In 1965, Millard and Linda Fuller visited the community having recently left a successful business and an affluent lifestyle in Montgomery, Alabama. Their vision was to begin a new life of service to mankind.  At Koinonia, Jordan and Fuller developed the concept of “partnership housing.” The idea was those in need of adequate shelter could work side by side with volunteers to build simple, decent houses.

The Fullers decided to apply the concept in developing countries when they moved to Zaire in 1973.  After three years of hard work to launch a successful house building program, they returned to the United States.

The little idea grew and the Fullers founded the Habitat for Humanity movement in 1976. The movement set out to build houses at no profit and charge no interest on loans needed to build them. The fund’s money would come from the new homeowners’ house payments, no-interest loans provided by supporters and money earned by fund-raising activities.

“Since 1976, Habitat for Humanity International has built, rehabilitated, repaired or improved more than 500,000 houses worldwide – providing shelter for more than 2 million people.”

Truth and Reconciliation – South Africa

Perhaps the greatest modern example of “Forgive and Forget” is South Africa’s Truth and Reconciliation Commission.

This was a court-like body assembled in South Africa after the abolition of apartheid.
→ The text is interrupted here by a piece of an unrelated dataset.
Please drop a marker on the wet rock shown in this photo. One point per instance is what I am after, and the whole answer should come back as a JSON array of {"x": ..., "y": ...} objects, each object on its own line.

Individuals who were identified as victims of gross human rights violations were able to give statements about their experiences in a public venue. Those who had violated their rights could also testify and request amnesty from civil and criminal prosecution.

One important aspect of the Commission is that while it sought to forgive, it didn’t seek to forget. To forget would have been to sweep all past wrongs under the rug without a hearing. By holding the Commission is was possible to preserve the memories of wrong doing so as to serve of an example of what not to do again.  Despite some flaws, and inevitable criticism it is generally acknowledged to have been successful.

This one process was essential for South Africa to move beyond the sins of apartheid and showed a whole new dimension of leadership to the world.

Soichiro Honda – Resilience

Soichiro Honda didn’t start out to develop one of the largest and most successful automotive companies in the world. All he really wanted to do was to develop a better type of piston to improve car performance.

His first attempt to commercialize his improved pistons was to offer his designs to Toyota. He was turned down quickly as their engineers didn’t even meet with him. This is where resilience came in. Not being daunted by his initial failure, he persisted and eventually did meet with Toyota, only to have them ridicule his designs. He picked himself up again and persisted, going into great detail to convince them.  Finally, he obtained an order to supply pistons to Toyota.

With an order in hand, Honda threw everything he had, money, knowledge and experience into building a plant to produce these new pistons. His new plant was quickly destroyed by an earthquake.

He picked himself up again and proceeded to build another plant which was just completed as World War II erupted. The war eventually devastated the country and with it, Honda’s plant. He had lost his factory, his money, and many of his friends but he started again. The rest is history.

Honda had the resilience to persevere in spite of numerous setbacks that would have destroyed a less resilient individual.